We were heartened to read a recent report that House Appropriations Committee Chairman David Obey, D-Wis., might try keeping fiscal 2008 spending bills pork-free. If he’s serious, and succeeds, it could mark a turning point in the war against wasteful federal spending. But success is far from certain, given the appetite most members of Congress — and their constituents — have for homestate pork.
“Eliminating (earmarks) altogether is still in the discussion stage, sources said, but the prospect has triggered widespread concern over the potential for another earmark-free fiscal year,” CongressDaily reported last week. Obey is feeling pressure not just from Democrats looking to cash in on majority status, but from Republicans who’ve made a clean break from the party’s fiscally conservative roots.

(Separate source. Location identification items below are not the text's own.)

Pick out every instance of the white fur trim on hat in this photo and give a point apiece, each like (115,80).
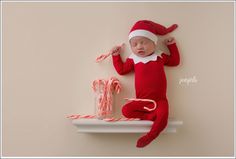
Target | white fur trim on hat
(144,33)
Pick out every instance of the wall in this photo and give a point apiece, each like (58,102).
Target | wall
(49,51)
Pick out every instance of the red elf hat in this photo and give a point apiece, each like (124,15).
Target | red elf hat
(150,30)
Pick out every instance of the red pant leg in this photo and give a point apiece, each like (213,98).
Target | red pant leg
(159,124)
(135,109)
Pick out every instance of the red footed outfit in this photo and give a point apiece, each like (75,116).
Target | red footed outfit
(150,83)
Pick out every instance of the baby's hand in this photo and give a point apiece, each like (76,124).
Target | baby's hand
(116,50)
(170,40)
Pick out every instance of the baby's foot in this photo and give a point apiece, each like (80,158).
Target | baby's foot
(150,116)
(144,141)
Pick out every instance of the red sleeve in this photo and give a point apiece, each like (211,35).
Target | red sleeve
(122,67)
(173,59)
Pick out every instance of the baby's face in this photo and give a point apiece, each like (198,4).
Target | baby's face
(142,46)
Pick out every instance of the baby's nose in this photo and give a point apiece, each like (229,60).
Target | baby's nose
(139,46)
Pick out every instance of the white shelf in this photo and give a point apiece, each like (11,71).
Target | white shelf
(100,126)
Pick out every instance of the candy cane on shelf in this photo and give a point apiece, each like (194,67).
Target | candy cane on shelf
(145,100)
(104,89)
(77,116)
(104,56)
(81,116)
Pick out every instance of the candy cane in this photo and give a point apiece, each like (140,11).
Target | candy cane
(106,119)
(105,89)
(104,56)
(145,100)
(81,116)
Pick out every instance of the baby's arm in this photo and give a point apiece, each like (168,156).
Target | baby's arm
(173,59)
(121,67)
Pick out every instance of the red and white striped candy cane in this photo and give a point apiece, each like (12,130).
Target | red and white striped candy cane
(104,89)
(104,56)
(77,116)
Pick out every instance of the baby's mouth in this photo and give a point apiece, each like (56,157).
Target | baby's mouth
(141,52)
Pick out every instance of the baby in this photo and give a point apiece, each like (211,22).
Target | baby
(150,78)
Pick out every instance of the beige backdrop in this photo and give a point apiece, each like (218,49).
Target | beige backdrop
(48,66)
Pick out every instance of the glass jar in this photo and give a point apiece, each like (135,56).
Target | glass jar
(103,103)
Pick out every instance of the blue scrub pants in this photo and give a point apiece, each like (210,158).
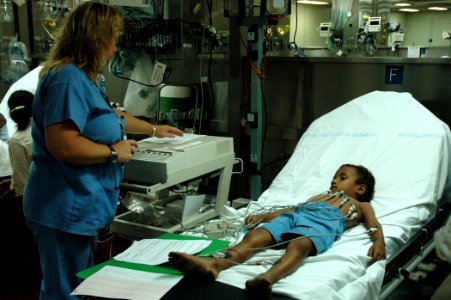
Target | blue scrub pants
(62,255)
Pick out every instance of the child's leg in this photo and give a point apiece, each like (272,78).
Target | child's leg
(209,268)
(297,251)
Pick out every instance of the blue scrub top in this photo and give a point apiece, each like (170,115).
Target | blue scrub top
(79,199)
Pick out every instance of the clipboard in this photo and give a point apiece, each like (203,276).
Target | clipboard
(216,245)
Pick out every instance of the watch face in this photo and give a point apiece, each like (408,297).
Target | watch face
(113,157)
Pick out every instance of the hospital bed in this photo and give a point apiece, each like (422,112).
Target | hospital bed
(407,149)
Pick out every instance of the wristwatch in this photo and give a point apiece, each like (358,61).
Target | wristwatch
(113,155)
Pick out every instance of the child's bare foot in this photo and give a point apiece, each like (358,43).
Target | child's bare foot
(193,265)
(260,287)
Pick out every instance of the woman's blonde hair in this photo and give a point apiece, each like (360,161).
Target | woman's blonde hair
(85,37)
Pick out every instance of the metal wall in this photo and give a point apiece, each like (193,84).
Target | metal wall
(333,82)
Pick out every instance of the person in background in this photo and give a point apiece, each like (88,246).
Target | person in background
(5,164)
(19,145)
(79,148)
(24,249)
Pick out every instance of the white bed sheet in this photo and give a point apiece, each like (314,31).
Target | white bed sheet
(407,149)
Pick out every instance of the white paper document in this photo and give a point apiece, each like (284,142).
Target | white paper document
(156,251)
(121,283)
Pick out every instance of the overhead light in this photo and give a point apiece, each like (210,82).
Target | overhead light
(409,9)
(313,2)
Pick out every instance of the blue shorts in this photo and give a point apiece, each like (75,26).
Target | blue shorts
(322,223)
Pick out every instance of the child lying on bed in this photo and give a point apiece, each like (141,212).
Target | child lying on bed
(309,228)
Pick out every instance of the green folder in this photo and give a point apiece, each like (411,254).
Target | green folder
(216,245)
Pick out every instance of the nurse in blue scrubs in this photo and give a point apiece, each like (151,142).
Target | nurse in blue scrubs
(79,148)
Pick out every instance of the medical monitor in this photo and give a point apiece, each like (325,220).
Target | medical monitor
(374,24)
(324,29)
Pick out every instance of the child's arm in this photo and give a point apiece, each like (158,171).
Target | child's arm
(377,250)
(263,218)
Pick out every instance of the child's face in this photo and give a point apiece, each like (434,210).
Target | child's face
(345,180)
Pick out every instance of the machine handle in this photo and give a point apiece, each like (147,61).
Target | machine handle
(135,188)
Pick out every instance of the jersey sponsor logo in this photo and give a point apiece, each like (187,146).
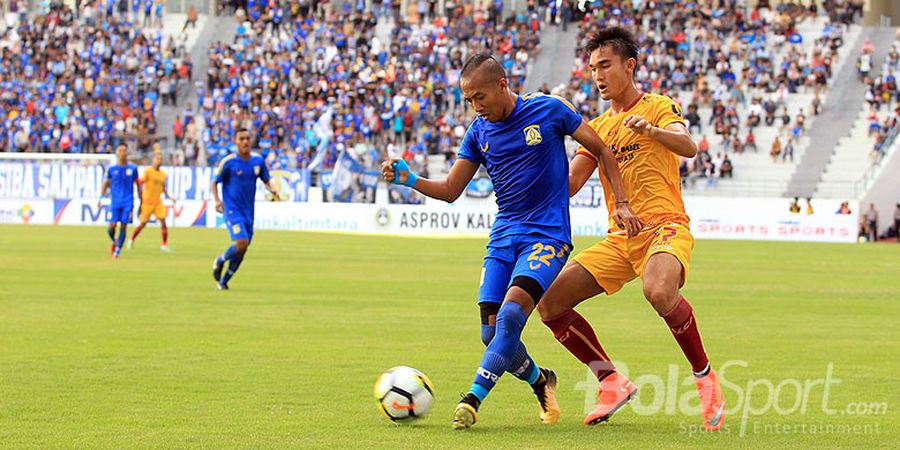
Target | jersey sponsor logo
(533,135)
(398,406)
(484,373)
(25,213)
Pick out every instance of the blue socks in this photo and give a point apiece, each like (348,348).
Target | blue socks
(521,365)
(234,262)
(503,351)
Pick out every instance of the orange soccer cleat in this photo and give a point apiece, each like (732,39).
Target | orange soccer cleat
(712,402)
(615,391)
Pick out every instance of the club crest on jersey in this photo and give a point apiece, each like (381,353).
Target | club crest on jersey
(532,135)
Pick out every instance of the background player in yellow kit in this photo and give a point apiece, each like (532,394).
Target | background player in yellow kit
(154,182)
(648,136)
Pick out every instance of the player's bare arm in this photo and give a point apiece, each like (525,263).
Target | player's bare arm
(103,190)
(623,216)
(675,136)
(447,189)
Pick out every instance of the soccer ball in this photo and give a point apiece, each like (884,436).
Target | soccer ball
(404,394)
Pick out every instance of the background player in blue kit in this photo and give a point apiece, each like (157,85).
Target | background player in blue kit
(521,142)
(238,173)
(122,178)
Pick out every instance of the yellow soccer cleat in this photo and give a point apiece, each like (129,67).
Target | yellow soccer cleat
(546,394)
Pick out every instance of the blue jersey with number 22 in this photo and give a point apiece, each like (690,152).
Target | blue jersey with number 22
(525,157)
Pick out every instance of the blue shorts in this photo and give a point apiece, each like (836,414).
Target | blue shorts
(119,213)
(535,258)
(240,229)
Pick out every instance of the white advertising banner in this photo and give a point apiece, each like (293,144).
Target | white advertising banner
(86,212)
(711,218)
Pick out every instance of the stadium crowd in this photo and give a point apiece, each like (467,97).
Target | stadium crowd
(314,86)
(737,65)
(85,82)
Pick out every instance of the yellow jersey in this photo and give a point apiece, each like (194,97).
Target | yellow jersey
(649,169)
(154,182)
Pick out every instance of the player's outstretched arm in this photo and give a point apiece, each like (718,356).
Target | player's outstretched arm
(449,189)
(622,215)
(137,182)
(103,190)
(674,136)
(581,168)
(215,190)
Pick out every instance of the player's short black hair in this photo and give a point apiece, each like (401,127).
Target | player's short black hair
(619,39)
(483,61)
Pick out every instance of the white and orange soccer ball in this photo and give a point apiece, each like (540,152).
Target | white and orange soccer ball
(404,394)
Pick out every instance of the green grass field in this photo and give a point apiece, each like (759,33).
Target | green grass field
(144,352)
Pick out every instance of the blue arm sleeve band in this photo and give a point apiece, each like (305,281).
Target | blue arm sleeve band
(401,165)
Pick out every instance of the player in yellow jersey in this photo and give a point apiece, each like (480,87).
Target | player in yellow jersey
(154,182)
(648,136)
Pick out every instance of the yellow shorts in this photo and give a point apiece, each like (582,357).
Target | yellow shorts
(158,210)
(617,260)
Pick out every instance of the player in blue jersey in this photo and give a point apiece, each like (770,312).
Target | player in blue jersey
(521,142)
(237,173)
(122,178)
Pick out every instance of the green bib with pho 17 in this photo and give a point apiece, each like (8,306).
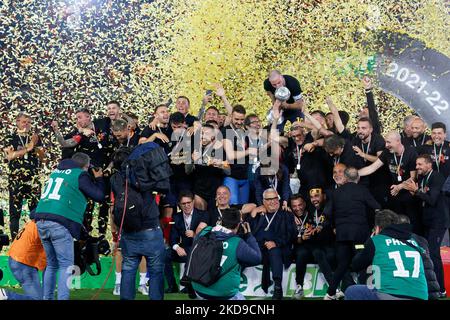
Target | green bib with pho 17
(400,268)
(62,196)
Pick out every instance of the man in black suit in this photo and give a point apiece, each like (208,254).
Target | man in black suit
(348,208)
(182,234)
(434,210)
(275,231)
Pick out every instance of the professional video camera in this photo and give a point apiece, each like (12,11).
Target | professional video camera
(87,251)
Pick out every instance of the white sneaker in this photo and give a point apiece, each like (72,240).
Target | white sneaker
(116,290)
(3,295)
(299,294)
(143,289)
(328,297)
(339,295)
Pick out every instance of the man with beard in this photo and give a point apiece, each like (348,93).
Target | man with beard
(274,230)
(315,239)
(183,104)
(222,202)
(406,133)
(418,137)
(369,147)
(292,108)
(306,169)
(162,133)
(208,168)
(435,210)
(24,154)
(348,208)
(439,149)
(401,163)
(91,140)
(235,142)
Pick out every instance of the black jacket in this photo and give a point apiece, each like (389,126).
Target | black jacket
(434,204)
(348,208)
(403,233)
(177,232)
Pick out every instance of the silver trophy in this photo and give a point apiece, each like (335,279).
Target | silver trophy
(282,94)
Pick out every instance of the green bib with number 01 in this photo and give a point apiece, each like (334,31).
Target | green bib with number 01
(61,195)
(399,267)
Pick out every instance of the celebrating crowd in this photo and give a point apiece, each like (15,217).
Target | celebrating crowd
(311,192)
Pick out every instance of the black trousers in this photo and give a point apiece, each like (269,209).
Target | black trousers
(314,253)
(19,191)
(345,251)
(103,213)
(434,237)
(272,260)
(412,209)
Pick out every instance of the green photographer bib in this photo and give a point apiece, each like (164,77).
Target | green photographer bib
(62,196)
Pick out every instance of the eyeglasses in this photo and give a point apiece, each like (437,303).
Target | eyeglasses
(315,191)
(271,199)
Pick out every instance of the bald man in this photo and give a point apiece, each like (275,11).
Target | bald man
(401,163)
(292,108)
(418,137)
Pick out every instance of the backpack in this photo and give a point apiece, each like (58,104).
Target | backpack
(149,168)
(203,265)
(134,204)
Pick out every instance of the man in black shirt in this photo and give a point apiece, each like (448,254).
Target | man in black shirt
(222,202)
(369,147)
(274,230)
(401,162)
(183,105)
(236,146)
(349,209)
(439,149)
(418,137)
(124,135)
(162,132)
(24,154)
(315,240)
(292,108)
(435,210)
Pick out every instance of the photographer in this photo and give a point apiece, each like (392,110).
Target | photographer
(59,217)
(26,257)
(237,253)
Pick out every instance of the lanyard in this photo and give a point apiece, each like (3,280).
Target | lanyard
(273,182)
(299,156)
(303,221)
(21,141)
(423,140)
(368,147)
(99,145)
(336,160)
(398,164)
(187,225)
(437,157)
(424,182)
(316,218)
(239,140)
(269,222)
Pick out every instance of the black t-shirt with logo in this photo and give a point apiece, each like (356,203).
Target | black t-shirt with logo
(25,167)
(239,167)
(294,87)
(375,145)
(313,166)
(440,156)
(400,168)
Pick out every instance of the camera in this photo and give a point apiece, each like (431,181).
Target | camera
(87,253)
(4,240)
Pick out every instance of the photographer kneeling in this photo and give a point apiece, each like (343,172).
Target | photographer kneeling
(237,253)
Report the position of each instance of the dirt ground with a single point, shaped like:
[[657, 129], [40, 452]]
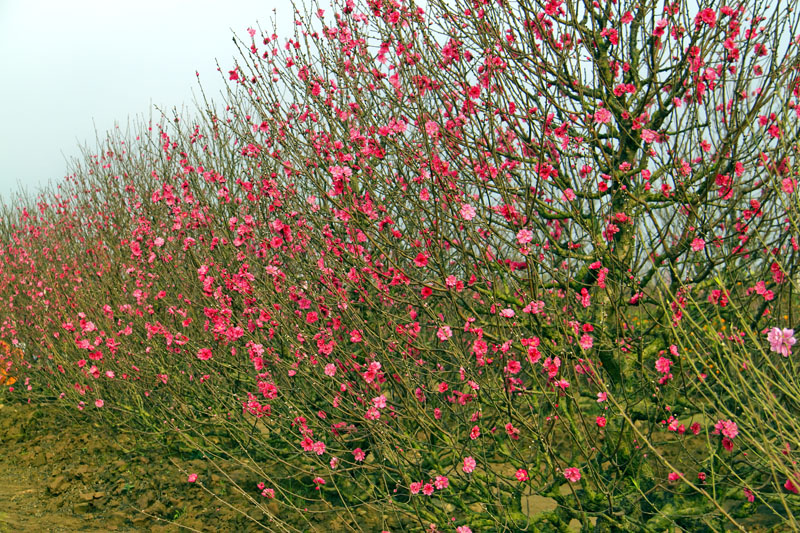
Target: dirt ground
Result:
[[58, 475]]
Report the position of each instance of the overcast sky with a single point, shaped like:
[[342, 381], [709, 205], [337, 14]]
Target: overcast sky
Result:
[[70, 67]]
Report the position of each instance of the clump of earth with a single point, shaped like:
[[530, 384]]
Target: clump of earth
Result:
[[63, 474]]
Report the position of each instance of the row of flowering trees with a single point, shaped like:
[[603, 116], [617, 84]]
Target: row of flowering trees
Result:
[[430, 262]]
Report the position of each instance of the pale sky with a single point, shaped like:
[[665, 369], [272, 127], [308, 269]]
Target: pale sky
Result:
[[68, 68]]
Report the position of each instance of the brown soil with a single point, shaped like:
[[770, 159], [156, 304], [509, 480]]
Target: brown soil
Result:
[[61, 475]]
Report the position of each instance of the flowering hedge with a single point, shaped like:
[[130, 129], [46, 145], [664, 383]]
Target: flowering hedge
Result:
[[429, 265]]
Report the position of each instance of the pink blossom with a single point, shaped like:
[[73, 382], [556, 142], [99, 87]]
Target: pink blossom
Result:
[[586, 341], [572, 474], [444, 333], [524, 236], [781, 341], [649, 136], [707, 16], [431, 128], [467, 212], [469, 465], [698, 244], [727, 428], [663, 364], [602, 115], [513, 367]]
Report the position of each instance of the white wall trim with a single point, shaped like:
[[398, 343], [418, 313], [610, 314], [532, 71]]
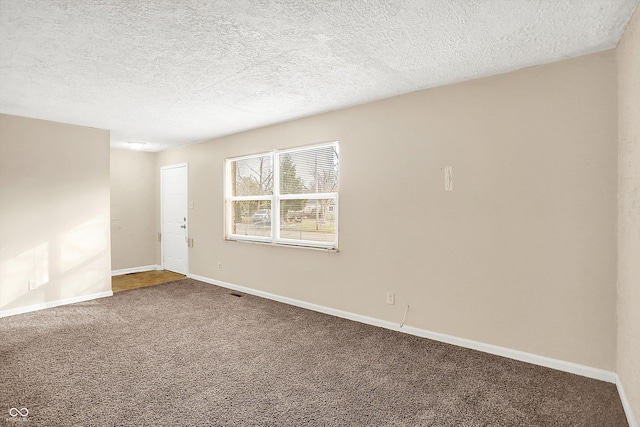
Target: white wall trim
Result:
[[51, 304], [628, 411], [561, 365], [135, 270]]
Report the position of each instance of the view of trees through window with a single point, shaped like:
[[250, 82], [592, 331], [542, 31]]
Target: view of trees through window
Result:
[[299, 187]]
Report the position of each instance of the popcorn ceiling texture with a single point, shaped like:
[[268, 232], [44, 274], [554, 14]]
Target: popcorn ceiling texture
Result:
[[168, 73]]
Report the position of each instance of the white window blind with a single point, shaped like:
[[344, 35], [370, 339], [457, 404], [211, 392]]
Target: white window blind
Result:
[[285, 197]]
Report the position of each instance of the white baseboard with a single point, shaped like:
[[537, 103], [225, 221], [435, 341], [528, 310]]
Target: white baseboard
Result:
[[626, 404], [561, 365], [51, 304], [135, 270]]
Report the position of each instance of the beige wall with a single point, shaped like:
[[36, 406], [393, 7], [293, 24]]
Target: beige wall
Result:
[[521, 254], [133, 204], [54, 216], [628, 366]]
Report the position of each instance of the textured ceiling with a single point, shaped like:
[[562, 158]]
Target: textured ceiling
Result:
[[166, 73]]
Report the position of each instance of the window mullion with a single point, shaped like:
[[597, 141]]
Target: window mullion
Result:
[[275, 203]]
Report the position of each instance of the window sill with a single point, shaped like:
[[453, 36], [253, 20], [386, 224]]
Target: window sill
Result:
[[282, 245]]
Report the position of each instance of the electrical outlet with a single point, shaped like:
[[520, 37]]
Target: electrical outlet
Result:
[[391, 298]]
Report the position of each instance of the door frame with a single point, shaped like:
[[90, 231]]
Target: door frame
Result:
[[186, 209]]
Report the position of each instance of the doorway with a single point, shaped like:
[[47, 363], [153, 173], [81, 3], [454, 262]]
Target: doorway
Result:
[[174, 205]]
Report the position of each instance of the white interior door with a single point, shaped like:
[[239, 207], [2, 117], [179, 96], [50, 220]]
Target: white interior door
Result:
[[174, 218]]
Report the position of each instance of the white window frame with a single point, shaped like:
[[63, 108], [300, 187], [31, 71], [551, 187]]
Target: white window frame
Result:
[[275, 199]]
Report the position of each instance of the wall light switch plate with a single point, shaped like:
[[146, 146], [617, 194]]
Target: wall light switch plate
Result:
[[391, 298], [448, 178]]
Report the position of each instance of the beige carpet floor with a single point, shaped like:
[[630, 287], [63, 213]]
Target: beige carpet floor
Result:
[[188, 353]]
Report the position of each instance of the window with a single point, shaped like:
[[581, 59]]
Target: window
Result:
[[287, 197]]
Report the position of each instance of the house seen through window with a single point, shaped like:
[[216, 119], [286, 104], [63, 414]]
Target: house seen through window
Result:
[[286, 197]]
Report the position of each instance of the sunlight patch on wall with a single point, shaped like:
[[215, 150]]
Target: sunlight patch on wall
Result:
[[82, 244], [24, 272]]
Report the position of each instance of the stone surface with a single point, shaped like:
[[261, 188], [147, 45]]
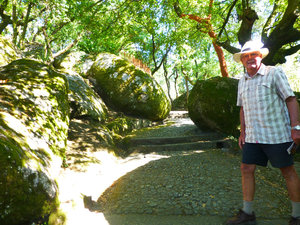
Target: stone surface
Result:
[[212, 105], [127, 89], [34, 118], [84, 101]]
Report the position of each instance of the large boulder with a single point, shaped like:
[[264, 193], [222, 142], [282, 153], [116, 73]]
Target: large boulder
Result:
[[34, 118], [127, 89], [74, 61], [8, 52], [212, 105], [84, 101]]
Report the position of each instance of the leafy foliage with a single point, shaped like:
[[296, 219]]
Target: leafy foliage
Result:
[[152, 31]]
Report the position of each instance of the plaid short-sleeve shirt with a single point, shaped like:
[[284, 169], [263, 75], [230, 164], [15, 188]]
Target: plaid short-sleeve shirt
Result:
[[263, 99]]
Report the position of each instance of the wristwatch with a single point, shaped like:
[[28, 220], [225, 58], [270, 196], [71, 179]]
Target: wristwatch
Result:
[[296, 127]]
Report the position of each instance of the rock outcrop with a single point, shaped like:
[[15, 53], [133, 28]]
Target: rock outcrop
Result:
[[34, 119], [129, 90], [212, 105], [84, 101]]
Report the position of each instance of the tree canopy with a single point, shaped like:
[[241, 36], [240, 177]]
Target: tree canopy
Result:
[[186, 37]]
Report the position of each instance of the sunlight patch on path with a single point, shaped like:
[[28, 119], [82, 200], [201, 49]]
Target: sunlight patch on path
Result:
[[96, 178]]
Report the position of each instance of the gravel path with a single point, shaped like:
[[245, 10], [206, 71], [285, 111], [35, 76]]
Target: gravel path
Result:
[[176, 188]]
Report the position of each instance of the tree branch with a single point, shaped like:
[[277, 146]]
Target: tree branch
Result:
[[227, 17]]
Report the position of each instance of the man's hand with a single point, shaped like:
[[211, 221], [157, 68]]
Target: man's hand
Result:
[[242, 140], [296, 136]]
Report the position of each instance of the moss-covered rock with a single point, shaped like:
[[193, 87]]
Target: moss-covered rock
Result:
[[127, 89], [84, 101], [34, 118], [8, 52], [212, 105], [76, 61]]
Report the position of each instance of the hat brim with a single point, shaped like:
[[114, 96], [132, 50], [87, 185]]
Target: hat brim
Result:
[[237, 56]]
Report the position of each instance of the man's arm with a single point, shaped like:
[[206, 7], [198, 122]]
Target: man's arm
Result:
[[243, 128], [293, 108]]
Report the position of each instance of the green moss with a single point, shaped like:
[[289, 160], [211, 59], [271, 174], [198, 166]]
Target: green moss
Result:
[[129, 90], [33, 126]]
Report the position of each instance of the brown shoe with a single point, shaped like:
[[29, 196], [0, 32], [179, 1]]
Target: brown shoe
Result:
[[242, 218], [294, 221]]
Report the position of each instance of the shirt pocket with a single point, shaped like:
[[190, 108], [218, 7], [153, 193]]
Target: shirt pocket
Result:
[[263, 92]]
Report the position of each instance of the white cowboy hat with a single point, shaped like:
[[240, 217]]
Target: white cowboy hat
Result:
[[251, 46]]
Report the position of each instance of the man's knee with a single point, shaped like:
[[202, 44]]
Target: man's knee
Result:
[[288, 172], [247, 168]]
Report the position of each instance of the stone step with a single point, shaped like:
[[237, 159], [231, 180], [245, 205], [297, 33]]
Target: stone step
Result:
[[198, 145], [174, 140]]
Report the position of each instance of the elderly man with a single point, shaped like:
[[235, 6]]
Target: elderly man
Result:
[[270, 125]]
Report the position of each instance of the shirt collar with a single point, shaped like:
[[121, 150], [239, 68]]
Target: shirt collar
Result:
[[261, 71]]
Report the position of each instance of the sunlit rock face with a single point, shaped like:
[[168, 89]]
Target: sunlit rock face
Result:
[[34, 118], [127, 89], [212, 105], [8, 52], [74, 61], [84, 101]]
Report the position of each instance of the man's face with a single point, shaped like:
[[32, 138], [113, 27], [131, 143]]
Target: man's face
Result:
[[251, 60]]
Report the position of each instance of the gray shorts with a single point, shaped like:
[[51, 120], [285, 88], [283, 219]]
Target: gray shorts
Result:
[[260, 154]]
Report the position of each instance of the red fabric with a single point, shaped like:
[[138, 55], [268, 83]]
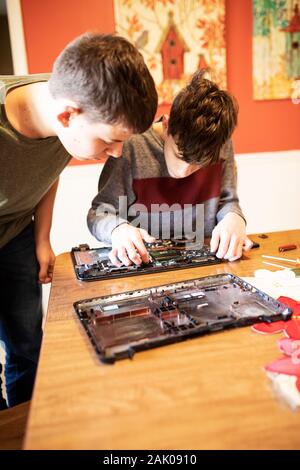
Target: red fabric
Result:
[[197, 188], [290, 328], [289, 364]]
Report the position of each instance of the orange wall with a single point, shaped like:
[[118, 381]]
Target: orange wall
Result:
[[263, 125]]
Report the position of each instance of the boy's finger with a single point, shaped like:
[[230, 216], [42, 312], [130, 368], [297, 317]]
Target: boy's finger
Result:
[[142, 250], [122, 255], [43, 271], [223, 246], [133, 255], [247, 244], [113, 257], [145, 236], [233, 247], [237, 252], [214, 242]]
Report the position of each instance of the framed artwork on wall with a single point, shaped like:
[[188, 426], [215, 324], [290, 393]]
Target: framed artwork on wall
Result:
[[276, 49], [176, 38]]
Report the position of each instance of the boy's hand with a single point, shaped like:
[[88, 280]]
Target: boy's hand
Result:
[[128, 245], [229, 237], [46, 259]]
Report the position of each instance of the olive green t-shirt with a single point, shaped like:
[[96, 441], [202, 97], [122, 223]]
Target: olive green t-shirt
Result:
[[28, 167]]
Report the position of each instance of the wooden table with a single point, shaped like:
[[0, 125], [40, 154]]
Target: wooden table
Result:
[[205, 393]]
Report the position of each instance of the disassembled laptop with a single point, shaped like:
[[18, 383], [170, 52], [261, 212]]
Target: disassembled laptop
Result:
[[121, 324], [165, 255]]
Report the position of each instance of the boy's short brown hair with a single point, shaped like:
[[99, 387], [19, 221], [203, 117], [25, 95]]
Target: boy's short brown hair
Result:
[[106, 76], [202, 119]]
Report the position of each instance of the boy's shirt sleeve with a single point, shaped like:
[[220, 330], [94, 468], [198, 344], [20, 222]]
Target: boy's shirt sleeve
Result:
[[109, 207], [229, 201]]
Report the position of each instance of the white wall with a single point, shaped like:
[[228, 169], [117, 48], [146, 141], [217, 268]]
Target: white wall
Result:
[[267, 187]]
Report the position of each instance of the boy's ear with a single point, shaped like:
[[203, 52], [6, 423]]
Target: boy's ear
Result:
[[69, 113], [165, 122]]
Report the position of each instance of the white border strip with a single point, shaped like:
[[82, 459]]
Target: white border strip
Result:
[[17, 38]]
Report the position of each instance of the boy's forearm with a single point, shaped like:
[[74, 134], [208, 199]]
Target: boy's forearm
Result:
[[43, 214]]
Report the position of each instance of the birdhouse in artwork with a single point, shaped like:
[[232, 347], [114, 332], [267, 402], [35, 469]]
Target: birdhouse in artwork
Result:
[[172, 48]]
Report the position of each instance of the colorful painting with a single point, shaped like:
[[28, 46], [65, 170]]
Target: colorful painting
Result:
[[276, 48], [176, 38]]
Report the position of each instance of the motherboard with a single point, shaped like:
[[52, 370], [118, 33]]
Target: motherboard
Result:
[[94, 264]]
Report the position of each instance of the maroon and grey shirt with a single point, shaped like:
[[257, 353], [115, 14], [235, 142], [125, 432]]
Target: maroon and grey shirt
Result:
[[152, 195]]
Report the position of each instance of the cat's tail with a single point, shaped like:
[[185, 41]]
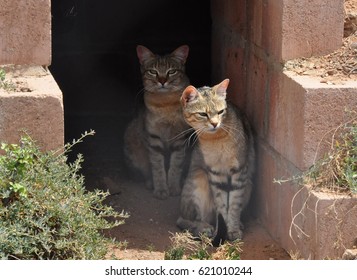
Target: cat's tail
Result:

During a recent meeting, House Agriculture Appropriations Subcommittee ranking member Jack Kingston, a Republican from Georgia, said the fight against earmarks may have gone too far. “I think that we have worked ourselves into a frenzy on the subject and when that happens Congress historically overreacts,” Kingston said. If Democrats want bipartisan backing for their bills, they’ll have to grease the skids with the accustomed giveaways, he warned. “The problem is you need Republicans to pass the bill and Republicans need their pork-barrel projects the same way Democrats always did,” Kingston said.
That’s one of the most candid admissions of how Washington really works that we’ve heard — at least from a sitting member of Congress. And it’s nauseating. If Republicans ever want to regain credibility as deficit hawks, they ought to keep Kingston and his ilk under wraps.
Many Democrats also hope the aversion to earmarks is short-lived, no doubt. And it has lobbyists in a tizzy. One of them told CongressDaily that eliminating earmarks from House spending bills would “run this train right into an embankment.” But that’s one train wreck the taxpayers who fund this spoils system might like to see.
Obey probably is just toying with the idea. In March, for instance, we read that he was entertaining requests from colleagues to push back a deadline for inserting fiscal 2008 earmarks. Apparently, many members are confused by new House rules requiring they disclose their sponsorship of a pork project and declare that neither they nor their spouse stands to financially benefit from it.
This suggests to us the new rules aren’t a serious impediment to porking out, but simply a way for House Speaker Nancy Pelosi and other Democrats to seem to be doing something about it until the storm blows over.
Trying to shame the shameless is futile.
“The way this place works, I wouldn’t be surprised if in the end we didn’t want to put any earmarks in,” Obey said. “I can’t tell you if we’re going to have earmarks or not until I see what the hell they look like, until I see what mood the House is in, what mood the Senate is in.”
If such decisions are made based on the “mood” of members, and Obey and other leading Democrats don’t impose fiscal discipline from above, pork will be back on the congressional menu later this year, and in a very big way.